August crooked his arm and offered it for Miss Wenthrop to take hold. He then walked her slowly back through the white-tiled corridors and out into the hospital grounds where the crisp fresh air provided a welcome relief from the smell of disinfectant.
The old lady shivered in the cold wind and clung tightly to August’s arm as they negotiated the snow-covered path to where the car was parked. Sergeant Gooding saw the two of them returning, dropped his half-smoked Woodbine to the ground, and walked back to the Wolseley. With one hand holding the handle to keep the door open he used the other to help Miss Wenthrop into the back seat. “All good, Alice?” he asked when she was seated inside. “All good, thank you, Walter,” she replied, and Gooding then closed the door and turned to August. “What did Alice say, sir? Did she think it was Newton?”

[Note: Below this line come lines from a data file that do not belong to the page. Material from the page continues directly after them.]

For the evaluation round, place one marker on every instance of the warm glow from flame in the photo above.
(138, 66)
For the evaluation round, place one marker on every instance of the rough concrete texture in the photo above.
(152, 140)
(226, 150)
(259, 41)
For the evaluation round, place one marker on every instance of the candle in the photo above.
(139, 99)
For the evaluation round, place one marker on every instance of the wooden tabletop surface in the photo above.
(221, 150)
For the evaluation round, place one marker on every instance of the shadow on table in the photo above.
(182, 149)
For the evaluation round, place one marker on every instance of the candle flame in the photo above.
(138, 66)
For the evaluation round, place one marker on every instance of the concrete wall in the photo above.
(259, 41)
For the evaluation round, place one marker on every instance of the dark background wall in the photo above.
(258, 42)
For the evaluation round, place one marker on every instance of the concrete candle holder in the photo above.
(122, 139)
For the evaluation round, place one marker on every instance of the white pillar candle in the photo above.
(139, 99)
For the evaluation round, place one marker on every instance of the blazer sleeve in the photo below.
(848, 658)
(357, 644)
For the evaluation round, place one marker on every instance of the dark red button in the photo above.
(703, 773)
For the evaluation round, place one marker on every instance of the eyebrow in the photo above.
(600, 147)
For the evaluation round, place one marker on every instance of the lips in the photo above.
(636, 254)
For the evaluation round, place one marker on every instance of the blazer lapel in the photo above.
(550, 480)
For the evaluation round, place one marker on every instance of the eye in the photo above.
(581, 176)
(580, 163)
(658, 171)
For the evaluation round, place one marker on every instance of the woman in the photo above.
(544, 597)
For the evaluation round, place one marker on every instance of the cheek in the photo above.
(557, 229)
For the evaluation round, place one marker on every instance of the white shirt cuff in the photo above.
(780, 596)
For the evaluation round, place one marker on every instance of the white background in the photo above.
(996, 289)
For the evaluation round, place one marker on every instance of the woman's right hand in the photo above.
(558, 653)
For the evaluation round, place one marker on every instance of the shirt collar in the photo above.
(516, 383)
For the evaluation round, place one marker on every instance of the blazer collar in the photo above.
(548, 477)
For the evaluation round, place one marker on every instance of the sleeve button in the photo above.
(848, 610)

“She did, yes. But she was also sure that the body they found on the Witchford road was Newton’s.”
“Well if it was anybody else,” the sergeant said, “I’d say they’d got it wrong. But not Alice. She looked after Newton for years. Looked after him like he was her own. If anybody knew him she certainly did. It’s all a bit bloody weird, if you ask me.”
“I’ll need to ask her a few more questions later,” August said, “and I’d also like to see where Newton’s body was found. Let’s drop Miss Wenthrop back home first though and then go round and see this chap, Goat. See if he can shed any light.”